手間のかかる水稲種子生産の除草を約4割省力化、除草機導入にかかる金額と現状の課題とは
最終更新日:2021年02月19日

水稲種子の生産では徹底した雑草防除が求められます。種苗法で雑草種子はもちろんのこと、同じイネでも変異株の種子の混入について厳しく規定されているからです。しかし、除草剤を使用しても残った雑草は人の手で取り除くしかなく、その労働負担は決して小さなものではありません。この除草作業が水稲種子生産の担い手不足の一因になっていることから、三重県農林水産部農産園芸課は水稲種子の生産性の向上を目指した実証試験に水田除草機やラジコン除草機を取り入れ、どの程度、省力化できるか調べています。

厳格な雑草防除が求められるが、むやみに除草剤を使えない

コメの生産では生産者自らが自家採種した種子が使われることもありますが、近年は質の高い種子を求めて、種子生産専門の生産者により採種圃場(ほじょう)で収穫された種子が利用されることが多くなっています。しかし、水稲種子に関しては、種苗法で種子の混入について厳しく規定されています。異種の雑草種子が0.2%を超えて混入してはならないとされているだけでなく、同じイネでも前年のこぼれモミから育った“漏生イネ”などの変異株の種子は一切混入してはならないとされ、厳格に雑草を防除することが求められます。

そのため除草剤が使われますが、適切な使用で異種雑草は枯らすことができても、変異株は同じイネであるため除草剤の使用だけでは防除できず、生産者が手作業で抜き取る必要があり、水稲種子は手間のかかる作物になっていました。少子高齢化の影響で全国的に農業者の減少が懸念される中、特に水稲種子の生産農家は急速に減少しています。こうした傾向は三重県でも見られており、種子生産における除草の省力化を目指して実証試験が進められています。実証試験を実施することになった背景について、三重県農林水産部農産園芸課の高橋勇歩(たかはし・ゆうほ)さんがこう説明してくれました。
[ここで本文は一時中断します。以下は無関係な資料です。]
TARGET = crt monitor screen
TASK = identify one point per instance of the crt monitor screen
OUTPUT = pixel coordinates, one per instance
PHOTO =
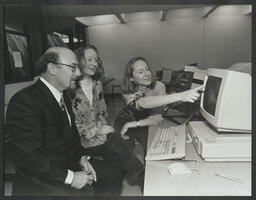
(211, 94)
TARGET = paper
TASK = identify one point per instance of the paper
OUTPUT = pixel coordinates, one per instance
(17, 59)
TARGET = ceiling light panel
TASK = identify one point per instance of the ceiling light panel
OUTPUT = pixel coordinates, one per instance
(98, 20)
(142, 16)
(232, 10)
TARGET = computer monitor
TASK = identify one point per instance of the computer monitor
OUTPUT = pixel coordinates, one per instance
(181, 81)
(226, 101)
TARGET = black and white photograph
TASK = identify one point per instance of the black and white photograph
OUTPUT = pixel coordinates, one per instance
(119, 98)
「現在、三重県の水稲種子の生産者は、過去10年間で4分の1程度まで減ってしまいました。しかも、70歳以上の高齢農家が6割を占めていて、県内の水稲生産を維持していくには種子生産の担い手を育成していかなければなりません。ただ、三重県における水稲種子の生産はもっぱら中山間地域で行われており、水田内の除草に加えて、畦畔(けいはん)や水田脇ののり面が広く、除草作業が大きな労働負担になっていて、新規就農者があらわれない一因になっていました」

直進キープ田植機

直進を維持する田植機を取り入れることで、蛇行することなくイネを植えられ、後々の水田除草機の作業もしやすくなります

手作業の除草に比べて3~4割の省力化を確認

農林水産省がICTや農業機械を取り入れた農業生産の推進を目的に「スマート農業実証プロジェクト」を立ち上げたことから、高橋さんらはこのプロジェクトに応募。2020年から水稲種子の生産性を向上させるとともに、除草機の導入による省力効果を調べる実証試験を実施。水田内の雑草防除にはオーレック社製の水田除草機「ウィードマン」を採用しました。この除草機は除草刃が回転して条間の雑草を刈り取るとともに、回転式のレーキ(熊手)によって株間の雑草も抜き取ることができるといいます。

ただし、肝心のイネが蛇行して定植されていると、条間の雑草を刈り取る除草刃でイネまで傷つける危険性があります。そのためこの実証試験では直進を維持できる田植機を採用することで、まっすぐに植えたイネを傷つけることなく、条間の雑草を確実に刈り取れるようにしました。それでも残ってしまった雑草は手作業で取り除きますが、大幅な省力化ができたと評価されています。水田除草機の省力効果について、実証試験に参加する三重県農業研究所伊賀農業研究室の中山幸則(なかやま・ゆきのり)さんはこう評価します。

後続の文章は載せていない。